Gleichzeitig stehen Namen und Rollen fest: Donnarumma als Kapitän, Tonali als Taktgeber im Mittelfeld und Dimarco als Flügelspieler. Das Spiel in Zenica wird für viele in diesem Kader darüber entscheiden, wie ihre nationale Bilanz langfristig bewertet wird.
Das Überwachen der Konkurrenz: Nordirland, Wales und der Vorwurf der Arroganz
Nach dem Triumph gegen Nordirland versammelten sich die Nationalspieler Italiens vor dem Bildschirm, um die Partie der Bosnier gegen Wales zu verfolgen. Später jubelten sie über den Erfolg von Dzeko und Co., was den Verdacht aufkommen ließ: Freut sich Italien über den vermeintlich schwächeren Finalgegner?
Dimarco reagierte auf die Vorwürfe: „Man hat mich als arrogant bezeichnet, aber wie könnte ich das sein, wo wir doch zwei Weltmeisterschaften verpasst haben?“ Seine „intuitive“ Freude über die Konstellation wurde damit verteidigt, und zugleich betonte er die richtige Einordnung des Moments.
Edin Dzeko, persönliche Verbindungen und die Bosnier in Zenica
Gegenüber steht Bosnien-Herzegowina rund um Kapitän Edin Dzeko, der als Führungsspieler die Bosnier anführt — in der Quelle wurde er als „vom Schalker Dzeko angeführten Bosnier“ bezeichnet. Auch die Bosnier träumen von der ersten WM-Teilnahme seit zwölf Jahren.

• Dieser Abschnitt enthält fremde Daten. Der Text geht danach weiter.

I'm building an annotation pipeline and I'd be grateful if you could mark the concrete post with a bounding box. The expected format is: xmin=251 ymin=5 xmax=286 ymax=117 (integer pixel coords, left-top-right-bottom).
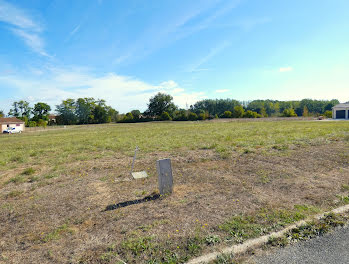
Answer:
xmin=156 ymin=159 xmax=173 ymax=194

Dimarco erklärte die persönliche Seite des Duells: „Edin ist ein fantastischer Spieler und ein toller Mensch. Ich habe ihn diesen Sommer auch im Urlaub getroffen, und wir verstehen uns nach wie vor sehr gut“. Während seiner knapp zehn Jahre in der Serie A spielte der ehemalige Bundesliga-Torschützenkönig etwa bei Inter Mailand an der Seite von Dimarco oder Italiens Abwehrchef Alessandro Bastoni (26).
Nur folgerichtig sei daher auch Dimarcos Reaktion gewesen, Dzeko zu beglückwünschen. „Am Dienstag muss die Freundschaft für mindestens 90 Minuten ruhen.“ Die Begegnung ist damit nicht nur ein sportlicher, sondern auch ein persönlicher Prüfstein.
Wetter, Rasen und logistische Details in Zenica
In Zenica wird es kalt; weniger als fünf Grad sind prognostiziert, und der Platz ist matschig. Die widrigen Bedingungen könnten Einfluss auf den Spielverlauf und die Taktik beider Mannschaften haben, insbesondere auf Ballkontrolle und Zweikampfverhalten.
Wie Corriere della Sera berichtete, werden sich die Italiener nach ihrer Ankunft bereits mit dem teils gefrorenen Rasen vertraut machen, ehe sie sich in einem „bescheidenen Hotel niederlassen in der kleinen Industrie-Stadt“. Die Unterkunfts- und Platzverhältnisse zeichnen ein Bild von einfachen Rahmenbedingungen, die den Gastgebern vielleicht einen kleinen Vorteil verschaffen könnten.
Dzeko selbst sagte, die widrigen Bedingungen seien vielleicht ein kleiner Vorteil für die Bosnier, aber als Favoriten „können wir uns nicht bezeichnen“. Die Rollen vor diesem ungleichen Duell sind damit klar verteilt.